In the states of the old Confederacy, to possess so much as a single drop of “African” blood was to lose forever the privilege of calling oneself (or being called) “white”. Here in New Zealand it’s the other way ‘round. To possess even a single Maori ancestor – no matter how distant – is to be permanently and indisputably tangata whenua. That being the case, the very notion of Maori separatism must eventually be rendered a nonsense. All New Zealanders will be Maori – and vice-versa.
Which still leaves us with the separation imposed by socio-economic deprivation – a condition in which a disproportionate number of Maori find themselves trapped. Sadly, New Zealand society is becoming increasingly divided on the question of how best to free the Maori poor from their poverty.
Should their situation be addressed as a manifestation of the economic and social injustices inherent in free-market capitalism; or, is it the inevitable consequence of colonial oppression, white privilege and institutional racism? If it’s the former, then Maori and Pakeha can tackle these problems together. If it’s the latter, then the only effective solutions are those set forth in He Puapua. Maori and Pakeha will have to develop separately.

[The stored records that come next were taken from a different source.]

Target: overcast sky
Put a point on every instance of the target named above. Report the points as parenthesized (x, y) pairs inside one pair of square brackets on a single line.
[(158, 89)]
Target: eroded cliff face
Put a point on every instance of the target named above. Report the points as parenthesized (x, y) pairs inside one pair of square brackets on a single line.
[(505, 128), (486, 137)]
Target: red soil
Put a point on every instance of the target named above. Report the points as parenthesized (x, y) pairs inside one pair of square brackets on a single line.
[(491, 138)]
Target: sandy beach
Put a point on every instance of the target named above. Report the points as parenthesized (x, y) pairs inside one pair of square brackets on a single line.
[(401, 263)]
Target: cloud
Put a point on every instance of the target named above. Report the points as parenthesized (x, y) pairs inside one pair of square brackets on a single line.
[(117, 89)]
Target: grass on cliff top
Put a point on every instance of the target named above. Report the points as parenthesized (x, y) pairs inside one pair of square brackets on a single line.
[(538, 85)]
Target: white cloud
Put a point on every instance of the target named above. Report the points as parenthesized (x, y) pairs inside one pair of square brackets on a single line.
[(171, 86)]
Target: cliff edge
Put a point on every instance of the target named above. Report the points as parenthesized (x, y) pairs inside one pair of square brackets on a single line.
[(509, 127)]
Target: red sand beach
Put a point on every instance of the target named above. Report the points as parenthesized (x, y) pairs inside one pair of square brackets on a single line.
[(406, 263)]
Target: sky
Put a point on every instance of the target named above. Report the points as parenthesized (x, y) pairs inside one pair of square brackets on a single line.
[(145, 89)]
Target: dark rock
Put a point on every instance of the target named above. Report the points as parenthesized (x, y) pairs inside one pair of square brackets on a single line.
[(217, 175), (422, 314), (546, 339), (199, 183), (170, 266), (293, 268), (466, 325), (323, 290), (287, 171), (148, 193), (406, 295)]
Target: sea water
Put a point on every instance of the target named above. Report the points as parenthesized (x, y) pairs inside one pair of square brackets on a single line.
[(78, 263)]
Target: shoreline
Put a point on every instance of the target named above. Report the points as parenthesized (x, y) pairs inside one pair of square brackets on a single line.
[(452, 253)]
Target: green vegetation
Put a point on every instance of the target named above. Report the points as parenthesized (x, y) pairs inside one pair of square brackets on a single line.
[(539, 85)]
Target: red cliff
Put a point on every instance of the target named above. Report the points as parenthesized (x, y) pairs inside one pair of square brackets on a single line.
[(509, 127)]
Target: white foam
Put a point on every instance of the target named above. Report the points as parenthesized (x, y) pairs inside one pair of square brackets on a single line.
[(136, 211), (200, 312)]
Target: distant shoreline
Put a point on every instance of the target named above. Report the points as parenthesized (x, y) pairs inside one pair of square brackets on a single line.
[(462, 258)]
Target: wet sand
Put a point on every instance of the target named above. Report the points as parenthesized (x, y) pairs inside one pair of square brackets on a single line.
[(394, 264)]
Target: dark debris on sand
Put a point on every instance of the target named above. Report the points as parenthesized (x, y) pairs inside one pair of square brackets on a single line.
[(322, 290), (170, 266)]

This is the separation that truly troubles me. Not the separation of Maori from Pakeha, but the division of New Zealand society into two mutually incomprehensible camps. The first camp, highly-educated and well-remunerated, is concentrated occupationally in the caring, teaching and communications professions, and in the administration and governance of society generally. The second, much larger, camp is composed of just about everybody else.
In the first camp, the ideas contained in He Puapua are regarded as both morally correct and politically necessary (not least because they will have to be implemented by people like themselves). For those in the second camp, such ideas (when they are comprehended at all) are perceived as dangerous and divisive. With Maori in both camps, this societal bifurcation has nothing to do with ethnicity. New Zealanders are being separated by an ideology which elevates cultural difference above social solidarity.
Personally speaking, I cannot think of a better way of bringing Maori and Pakeha together than to try and impose an ideology committed to forcing them apart.